Historically, anti-Hallyu episodes have surfaced periodically in different countries, often fading as quickly as they appear.
“For now, these emotions may reflect envy,” Kim added carefully. “But they should not be dismissed. Complacency would be a mistake.”
Hyun Si-nae, professor at the Institute for Korean Studies at Inha University, situates the controversy within a broader Asian context.
“The term may be new, but discrimination toward Southeast Asians has long been an underlying issue,” she said. “What changed this time is that the issue was named — and amplified.”
Hyun suggests the debate reveals anxieties over perceived cultural hierarchy within Asia itself.

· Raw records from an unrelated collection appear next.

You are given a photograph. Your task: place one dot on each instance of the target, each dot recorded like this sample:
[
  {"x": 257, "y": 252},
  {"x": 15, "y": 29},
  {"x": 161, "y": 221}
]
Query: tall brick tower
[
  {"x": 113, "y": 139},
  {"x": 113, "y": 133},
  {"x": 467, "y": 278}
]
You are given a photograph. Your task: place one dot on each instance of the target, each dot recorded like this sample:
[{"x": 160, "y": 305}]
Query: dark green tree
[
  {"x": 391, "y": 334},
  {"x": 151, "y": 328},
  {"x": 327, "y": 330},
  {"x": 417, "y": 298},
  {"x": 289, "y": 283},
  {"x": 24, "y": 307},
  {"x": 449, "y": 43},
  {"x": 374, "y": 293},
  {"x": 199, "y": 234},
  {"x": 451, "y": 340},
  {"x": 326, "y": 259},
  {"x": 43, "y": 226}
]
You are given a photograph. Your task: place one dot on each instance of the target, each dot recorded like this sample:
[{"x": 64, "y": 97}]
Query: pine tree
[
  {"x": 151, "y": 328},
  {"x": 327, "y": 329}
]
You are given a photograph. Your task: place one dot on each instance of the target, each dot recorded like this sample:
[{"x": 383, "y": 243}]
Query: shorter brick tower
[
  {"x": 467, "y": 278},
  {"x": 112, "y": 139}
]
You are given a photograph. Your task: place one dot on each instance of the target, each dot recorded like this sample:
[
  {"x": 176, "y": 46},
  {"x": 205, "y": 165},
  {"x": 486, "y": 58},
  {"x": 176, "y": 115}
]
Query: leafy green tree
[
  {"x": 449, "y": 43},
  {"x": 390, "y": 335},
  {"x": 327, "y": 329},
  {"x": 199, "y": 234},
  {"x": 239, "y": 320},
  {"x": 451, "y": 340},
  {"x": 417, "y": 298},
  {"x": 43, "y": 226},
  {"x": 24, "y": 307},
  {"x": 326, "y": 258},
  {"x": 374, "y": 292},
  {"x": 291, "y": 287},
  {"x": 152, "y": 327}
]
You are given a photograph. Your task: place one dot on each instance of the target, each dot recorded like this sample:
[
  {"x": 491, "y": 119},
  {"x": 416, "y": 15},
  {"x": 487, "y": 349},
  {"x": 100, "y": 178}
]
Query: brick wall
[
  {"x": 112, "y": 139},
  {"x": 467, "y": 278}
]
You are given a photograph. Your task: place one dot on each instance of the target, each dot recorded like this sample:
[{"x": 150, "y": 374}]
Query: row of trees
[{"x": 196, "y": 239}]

“In parts of Southeast Asia, there has historically been resentment toward larger regional powers, including China, over political and economic dominance,” she noted. “After the pandemic, the ‘Milk Tea Alliance’ demonstrated that online solidarity across borders is possible. What we are seeing now is not entirely unprecedented.”
In her reading, “SEAbling” is less an anti-Korean crusade than a symptom of unresolved regional asymmetries — economic gaps, labor migration patterns, racial perceptions and the uneasy pride of rising cultural exporters.
“At its core, this reflects a gap in mutual understanding,” she said. “Like many collective backlashes, its shape will continue to change.”
The Korean Wave, by most measurable standards, remains formidable. Southeast Asia continues to be one of its most enthusiastic markets. BTS’s return alone underscores the scale of global anticipation.
Whether “SEAbling” fades as another fleeting hashtag or signals a more sustained recalibration of regional sentiment will depend less on fandom than on something more enduring: how Korea navigates its growing cultural power — and how it listens when that power is questioned.